Abrí la puerta y lo dejé entrar. Lo vi arrancarse la corbata y arrojar el traje, el traje negro de siempre, usado, muchas veces planchado, brilloso, sobre el sofá, y meterse desnudo en la cama. Roncaba, la barba prematuramente blanca, dejaba el rostro fuera de la manta enrollada en su cuerpo largo, como un cadáver, allí en esa cama a mi lado. Escuchaba sus estertores que hedían a nicotina. Roncaba, y su cara dejaba escapar de vez en cuando gestos involuntarios en los pómulos, moviendo la nariz afiladísima, aguileñísima, como la de un cóndor moquiento. Impreparado, sin saber qué hacer, inventándose seguridades, sentimental y sumiso, agresivo y discreto, desconfiado, triste, tierno, suspicaz, con todo su odio y amor reprimidos, con hambre, sin trabajo, bueno para nada. Y pienso en él una y otra vez cuando lo vi salir de una tienda con un saco de pana desteñido, los pantalones sin raya, sin camisa, y en la mano una bolsa de red llena de naranjas y plátanos; le daba enormes mordidas a una manzana como si no hubiera comido en cinco días, como si le empezara a doler el esternón, sin ganas de saludar a nadie ni hablar con nadie.

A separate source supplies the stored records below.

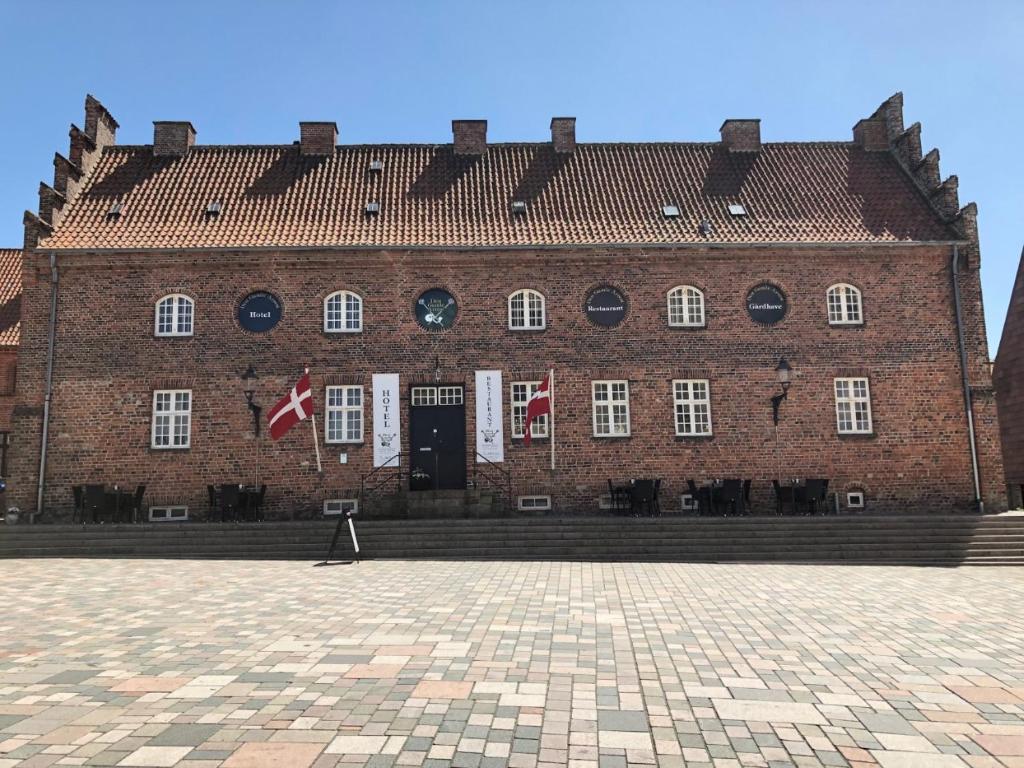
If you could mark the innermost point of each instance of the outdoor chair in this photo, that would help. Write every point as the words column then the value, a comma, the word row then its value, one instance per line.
column 730, row 497
column 95, row 502
column 643, row 496
column 620, row 499
column 78, row 513
column 815, row 492
column 229, row 498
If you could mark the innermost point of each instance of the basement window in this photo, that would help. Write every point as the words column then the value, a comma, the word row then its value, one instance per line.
column 534, row 503
column 340, row 506
column 168, row 514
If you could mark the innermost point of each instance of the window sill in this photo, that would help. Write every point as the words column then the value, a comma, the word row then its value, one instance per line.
column 857, row 435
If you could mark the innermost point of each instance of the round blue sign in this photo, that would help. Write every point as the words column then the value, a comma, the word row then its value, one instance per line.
column 259, row 311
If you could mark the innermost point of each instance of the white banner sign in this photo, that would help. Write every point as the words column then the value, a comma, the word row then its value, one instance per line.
column 387, row 433
column 489, row 436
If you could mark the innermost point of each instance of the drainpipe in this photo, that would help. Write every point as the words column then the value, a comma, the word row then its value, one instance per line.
column 968, row 406
column 54, row 279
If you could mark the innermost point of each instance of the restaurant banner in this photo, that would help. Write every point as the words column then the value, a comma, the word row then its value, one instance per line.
column 387, row 432
column 489, row 436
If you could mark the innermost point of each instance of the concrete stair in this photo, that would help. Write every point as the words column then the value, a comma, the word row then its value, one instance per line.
column 937, row 540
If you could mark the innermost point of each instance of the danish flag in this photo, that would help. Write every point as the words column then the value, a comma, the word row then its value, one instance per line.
column 538, row 406
column 293, row 408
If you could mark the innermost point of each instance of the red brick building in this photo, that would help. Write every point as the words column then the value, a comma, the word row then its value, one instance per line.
column 1009, row 376
column 662, row 282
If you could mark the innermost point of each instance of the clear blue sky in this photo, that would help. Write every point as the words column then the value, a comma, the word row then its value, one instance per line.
column 248, row 71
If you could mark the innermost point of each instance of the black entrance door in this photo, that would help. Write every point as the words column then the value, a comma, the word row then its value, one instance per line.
column 437, row 437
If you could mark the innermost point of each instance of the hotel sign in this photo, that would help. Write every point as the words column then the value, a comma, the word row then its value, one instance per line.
column 259, row 311
column 606, row 306
column 766, row 304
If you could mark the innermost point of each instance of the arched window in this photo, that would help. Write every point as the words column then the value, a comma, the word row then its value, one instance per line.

Hay un día, un domingo en la mañana, en que lo vi recostado sobre el sofá, despatarrado, mal afeitado y metido en un abrigo largo, grueso, aunque no hacía frío ni calor; afuera el sol estaba radiante. En la mesa de centro, sobre periódicos viejos y revistas mal apiladas, había un vaso con jugo de toronja. Abajo estaban sus zapatos. Cruzaba la pierna al sentarse y el sombrero verde pálido, aterciopelado, de ala ancha, se le encajaba de manera grotesca. El bigote azanahoriado. Parecía payaso, un pimpinela fatigado después de la función. Tenía en los labios un cigarro y se buscaba cerillos en la camisa. Me mostraba sus piernas varicosas y me hablaba de su úlcera. Se acuclillaba de pronto en el sillón, junto a la cama, poniendo el mentón sobre las rodillas. Quería verse fijamente la punta de los pies. Tenía el rostro chupado, el cráneo sedoso y ralo, los hombros caídos y la espalda arqueada. Había un bote lleno de agua y allí, con los dedos en pinza, iba dejando caer las colillas. Sobre la mesa se veían panes mordisqueados, azúcar regada, tazas y residuos de café con leche. De una de las paredes colgaba una trompeta hecha con un claxon de automóvil cuya boquilla procedía de un carrete de madera. También descollaba en la repisa de la cama una imagen de la Virgen del Carmen con el niño dios en los brazos, y tarjetas postales, recortes de periódico, una foto de la torre de Agua Caliente, recetas médicas enganchadas en un alambre filudo. En una caja de cartón iba coleccionando frascos de pastillas y ampolletas desechadas. Corrió las cortinas y no volvió a salir a la calle. Se fue deshaciendo poco a poco, desgastando hasta que se le notaban los huesos; se le adivinaban las coyunturas del cráneo bajo la piel. Los ojos se le hundían. A medida que adelgazaba se alargaba más y parecía caminar menos erguido y más lento. Se puso a esperar la muerte, sin prisa, con cierta alegría y reconfortante indiferencia, sin hacer ningún esfuerzo por precipitarla. Se agachaba sobre la cama y día con día, de un año a otro, se fue quedando callado.